2015 by dividend yield

Source: Bespoke

Part 2:  What strategy should I use?

Successful investing is about Philosophy, Strategy and Process.

Dividend stocks and high dividend funds have become much too popular over the last several years (especially for retirees).  My point in the post from 7/2014 is that chasing high dividends is dangerous!  What investors should desire is the “value factor” and they shouldn’t care if there is a dividend or not.  My point from the post at the beginning of this thread is that successful investors may want to incorporate other factors into their investing strategy than just dividend yield.

I suggest that rather than just using dividend yield, investors should incorporate other factors (like price to book, price to sales, shareholder yield, momentum and company profitability). These factors may enhance returns over time.
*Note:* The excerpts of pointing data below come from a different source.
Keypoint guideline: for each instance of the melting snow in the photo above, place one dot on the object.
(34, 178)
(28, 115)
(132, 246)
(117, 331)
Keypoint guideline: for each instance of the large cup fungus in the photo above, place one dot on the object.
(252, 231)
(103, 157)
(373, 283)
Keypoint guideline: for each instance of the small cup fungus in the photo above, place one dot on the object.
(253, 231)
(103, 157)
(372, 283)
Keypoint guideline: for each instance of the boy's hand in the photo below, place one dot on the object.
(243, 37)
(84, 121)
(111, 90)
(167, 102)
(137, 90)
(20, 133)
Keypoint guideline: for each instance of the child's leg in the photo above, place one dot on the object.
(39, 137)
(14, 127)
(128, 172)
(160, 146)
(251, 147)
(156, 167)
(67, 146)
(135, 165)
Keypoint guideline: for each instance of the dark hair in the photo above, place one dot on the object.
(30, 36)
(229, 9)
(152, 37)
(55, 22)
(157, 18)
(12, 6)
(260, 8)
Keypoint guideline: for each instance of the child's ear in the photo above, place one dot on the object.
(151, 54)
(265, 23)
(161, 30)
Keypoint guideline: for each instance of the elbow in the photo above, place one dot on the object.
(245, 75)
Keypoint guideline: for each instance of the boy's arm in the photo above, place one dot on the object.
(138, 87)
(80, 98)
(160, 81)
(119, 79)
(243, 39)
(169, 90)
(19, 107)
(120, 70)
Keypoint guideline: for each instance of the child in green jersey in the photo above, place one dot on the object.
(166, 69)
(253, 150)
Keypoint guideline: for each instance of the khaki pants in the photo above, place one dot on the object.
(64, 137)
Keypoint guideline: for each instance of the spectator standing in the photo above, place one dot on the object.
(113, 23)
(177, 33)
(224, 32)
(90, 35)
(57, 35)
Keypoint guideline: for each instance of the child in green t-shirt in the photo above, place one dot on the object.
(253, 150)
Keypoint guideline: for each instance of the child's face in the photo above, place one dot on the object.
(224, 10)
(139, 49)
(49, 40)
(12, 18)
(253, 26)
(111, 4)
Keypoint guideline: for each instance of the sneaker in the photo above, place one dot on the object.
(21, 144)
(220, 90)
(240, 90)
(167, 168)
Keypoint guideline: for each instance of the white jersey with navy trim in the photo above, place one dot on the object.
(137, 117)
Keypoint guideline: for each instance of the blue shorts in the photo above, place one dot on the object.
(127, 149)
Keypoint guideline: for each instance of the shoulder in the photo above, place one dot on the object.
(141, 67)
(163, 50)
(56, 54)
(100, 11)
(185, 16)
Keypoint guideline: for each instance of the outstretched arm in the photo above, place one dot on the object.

The Explanatory Power Of Dividends (via Larry Swedroe)

“For the past 20 years, the workhorse model in finance has been what is generally referred to as the Fama-French four-factor model—the four factors being beta, size, value and momentum. The model explains the vast majority—more than 90 percent—of the differences in returns of diversified portfolios.

If dividends played an important role in determining returns, then the four-factor model wouldn’t work as well as it does, since dividends are not one of the factors. If, in fact, dividends added explanatory power beyond those of these factors, we would have a factor model that included dividends as one of the factors. But we don’t. This has important implications because 60% of US Stocks and 40% of international stocks don’t pay a dividend.”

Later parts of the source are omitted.